Rutherford B. Hayes and Lucy Webb’s wedding portrait (photo courtesy of Rutherford B. Hayes Presidential Library & Museums)
Ohio Life

Rutherford B. Hayes Marries Lucy Webb

On Dec. 30, 1852, the future president and first lady were wed in a simple ceremony at the home of the bride’s mother in Cincinnati.

Rutherford B. Hayes was on a trip back to his hometown of Delaware, Ohio, when he first made the acquaintance of Miss Lucy Webb on the campus of Ohio Wesleyan University in 1850. A chance encounter with Webb while serving as a groomsman that same year helped bring the two together. Five years after leaving the White House, Hayes shared the story of that day with a woman who took notice of the gold ring on his hand.

The article in the Jan. 7, 1886, edition of the Fremont Democratic Messenger reported that the former president replied, “Mrs. Hayes secured me with that.”

“We were bridesmaid and groomsman together at a wedding and when the cake was cut that ring was in my slice, and when I found it, of course I gave it to the bridesmaid Miss Lucy Webb,” the former president reportedly said. “When after a time she promised to marry me, she gave me back the ring and I have always worn it since.”

The couple married two years later, on Dec. 30, 1852, during a small ceremony attended by family and friends at the home of Webb’s mother in Cincinnati. In a Dec. 15, 1852, letter to his uncle Sardis Birchard, Hayes shared that the wedding date had been set.

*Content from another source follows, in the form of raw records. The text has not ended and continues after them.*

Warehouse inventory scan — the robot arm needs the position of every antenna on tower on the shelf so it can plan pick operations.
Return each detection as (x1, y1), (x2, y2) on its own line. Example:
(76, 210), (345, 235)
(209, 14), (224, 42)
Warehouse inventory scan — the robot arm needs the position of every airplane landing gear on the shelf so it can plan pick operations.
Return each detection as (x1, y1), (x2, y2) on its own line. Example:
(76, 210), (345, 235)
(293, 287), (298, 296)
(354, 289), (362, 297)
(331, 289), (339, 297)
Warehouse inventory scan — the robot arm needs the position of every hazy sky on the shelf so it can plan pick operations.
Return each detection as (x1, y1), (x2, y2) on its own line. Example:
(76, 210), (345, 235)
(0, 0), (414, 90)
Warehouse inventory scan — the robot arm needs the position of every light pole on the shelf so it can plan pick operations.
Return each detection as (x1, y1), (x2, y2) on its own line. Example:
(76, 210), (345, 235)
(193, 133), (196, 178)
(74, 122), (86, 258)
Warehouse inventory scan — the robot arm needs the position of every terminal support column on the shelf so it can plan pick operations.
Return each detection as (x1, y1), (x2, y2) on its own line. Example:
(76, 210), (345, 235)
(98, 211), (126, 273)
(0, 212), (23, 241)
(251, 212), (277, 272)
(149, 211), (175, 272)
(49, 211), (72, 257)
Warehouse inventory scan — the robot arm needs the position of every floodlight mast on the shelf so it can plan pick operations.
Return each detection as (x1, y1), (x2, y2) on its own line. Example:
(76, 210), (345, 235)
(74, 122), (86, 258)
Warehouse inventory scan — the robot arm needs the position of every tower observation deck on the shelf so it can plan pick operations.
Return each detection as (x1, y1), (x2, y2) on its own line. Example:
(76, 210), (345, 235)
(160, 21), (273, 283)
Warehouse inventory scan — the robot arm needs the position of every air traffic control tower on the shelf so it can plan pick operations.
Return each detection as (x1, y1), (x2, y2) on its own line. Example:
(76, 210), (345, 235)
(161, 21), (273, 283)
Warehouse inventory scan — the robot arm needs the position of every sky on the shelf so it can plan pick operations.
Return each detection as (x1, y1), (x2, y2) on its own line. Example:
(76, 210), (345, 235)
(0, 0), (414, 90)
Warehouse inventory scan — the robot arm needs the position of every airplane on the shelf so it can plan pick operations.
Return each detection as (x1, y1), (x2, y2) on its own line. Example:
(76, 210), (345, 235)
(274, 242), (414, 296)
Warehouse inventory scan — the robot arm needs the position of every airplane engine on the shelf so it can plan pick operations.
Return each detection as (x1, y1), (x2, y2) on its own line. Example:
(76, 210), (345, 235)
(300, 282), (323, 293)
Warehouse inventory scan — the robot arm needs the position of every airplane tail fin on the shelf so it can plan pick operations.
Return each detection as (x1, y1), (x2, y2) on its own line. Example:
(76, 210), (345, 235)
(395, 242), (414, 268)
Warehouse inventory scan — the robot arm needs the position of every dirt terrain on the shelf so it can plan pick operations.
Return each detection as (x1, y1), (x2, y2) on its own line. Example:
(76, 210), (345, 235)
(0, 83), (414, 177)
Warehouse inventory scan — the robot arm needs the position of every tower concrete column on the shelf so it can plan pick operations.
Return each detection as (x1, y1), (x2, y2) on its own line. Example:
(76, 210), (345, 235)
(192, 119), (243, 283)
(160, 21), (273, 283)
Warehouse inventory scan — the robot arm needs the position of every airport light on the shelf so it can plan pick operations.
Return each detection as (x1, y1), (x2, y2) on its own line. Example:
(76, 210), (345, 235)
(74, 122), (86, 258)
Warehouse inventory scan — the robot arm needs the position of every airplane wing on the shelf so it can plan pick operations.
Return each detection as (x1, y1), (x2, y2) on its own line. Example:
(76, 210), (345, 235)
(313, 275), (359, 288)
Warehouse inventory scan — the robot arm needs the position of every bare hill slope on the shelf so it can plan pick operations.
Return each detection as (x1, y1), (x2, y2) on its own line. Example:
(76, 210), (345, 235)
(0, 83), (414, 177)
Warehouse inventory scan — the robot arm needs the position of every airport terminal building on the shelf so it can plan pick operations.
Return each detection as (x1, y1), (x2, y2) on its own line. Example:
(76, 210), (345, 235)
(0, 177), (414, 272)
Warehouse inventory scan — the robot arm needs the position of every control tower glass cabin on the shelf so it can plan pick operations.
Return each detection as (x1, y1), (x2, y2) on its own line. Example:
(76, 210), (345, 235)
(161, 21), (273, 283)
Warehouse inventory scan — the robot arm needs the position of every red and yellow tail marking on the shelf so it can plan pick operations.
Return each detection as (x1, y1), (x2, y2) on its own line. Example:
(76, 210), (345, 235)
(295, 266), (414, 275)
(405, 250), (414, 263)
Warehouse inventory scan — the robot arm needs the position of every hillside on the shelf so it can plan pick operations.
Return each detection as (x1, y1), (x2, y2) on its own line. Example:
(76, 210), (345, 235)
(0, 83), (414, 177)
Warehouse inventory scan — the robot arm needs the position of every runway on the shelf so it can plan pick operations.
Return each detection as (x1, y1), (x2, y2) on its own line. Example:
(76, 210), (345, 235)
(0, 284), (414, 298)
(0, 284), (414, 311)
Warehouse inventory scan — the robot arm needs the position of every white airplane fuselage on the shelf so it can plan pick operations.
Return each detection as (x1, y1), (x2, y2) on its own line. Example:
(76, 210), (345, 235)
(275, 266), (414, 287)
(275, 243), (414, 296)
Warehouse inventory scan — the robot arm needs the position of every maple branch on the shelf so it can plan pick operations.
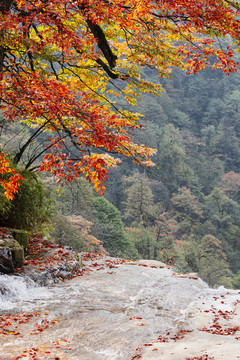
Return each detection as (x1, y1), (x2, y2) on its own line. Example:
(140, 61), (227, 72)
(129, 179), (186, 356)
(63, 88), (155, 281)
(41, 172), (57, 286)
(86, 19), (117, 69)
(14, 120), (49, 164)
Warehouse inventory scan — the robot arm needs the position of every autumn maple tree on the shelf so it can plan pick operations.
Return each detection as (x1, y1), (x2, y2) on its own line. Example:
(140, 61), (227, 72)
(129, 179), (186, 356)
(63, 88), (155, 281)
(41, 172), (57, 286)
(0, 0), (240, 198)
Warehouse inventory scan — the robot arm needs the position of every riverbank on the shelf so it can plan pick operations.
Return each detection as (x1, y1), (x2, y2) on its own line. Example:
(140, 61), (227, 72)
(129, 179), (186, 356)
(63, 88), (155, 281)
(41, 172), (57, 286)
(0, 237), (240, 360)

“The day is fixed, if nothing occurs to change our plans, on Thursday the 30th, two weeks from tomorrow,” the letter reads. “Whether we are to have an evening or morning wedding, whether we are to run away to hide for a few days, or to hide at home, are unsettled questions.”

Hayes added that the event was to be a simple wedding, with “no extensive wedding arrangements, probably no tickets of invitation.”

Birchard made the trip to Cincinnati for his nephew’s wedding, joining Hayes’ older sister Fanny Platt and her 9-year-old daughter Laura, Lucy’s mother and two brothers as well as about 30 friends for the ceremony. Although Hayes’ mother, Sophia, was not able to travel to Cincinnati for the event, Ari Hoogenboom’s book Rutherford B. Hayes: Warrior and President notes that she shared her approval of her soon-to-be daughter-in-law with her son, telling him, “Your choice is mine, I shall welcome her to my heart as a beloved daughter.”

Eliza Davis, a friend of Lucy during their school years, was also in attendance. Her account of the event was detailed in Emily Apt Geer’s book First Lady: The Life of Lucy Webb Hayes. 

“The ‘radiant’ bride wore a white-figured satin dress, simply tailored with a full skirt pleated to a fitted bodice,” the book notes. “A floor-length veil, fastened with orange blossoms, accented the glistening blackness of her hair and slimness of her figure.”

Geer wrote that the day concluded when the couple boarded the 5 p.m. train for Columbus, where Hayes, “hoped to combine appearances before the Ohio Supreme Court with a pleasant honeymoon. Thus began 36 years of an exceptionally happy marriage.”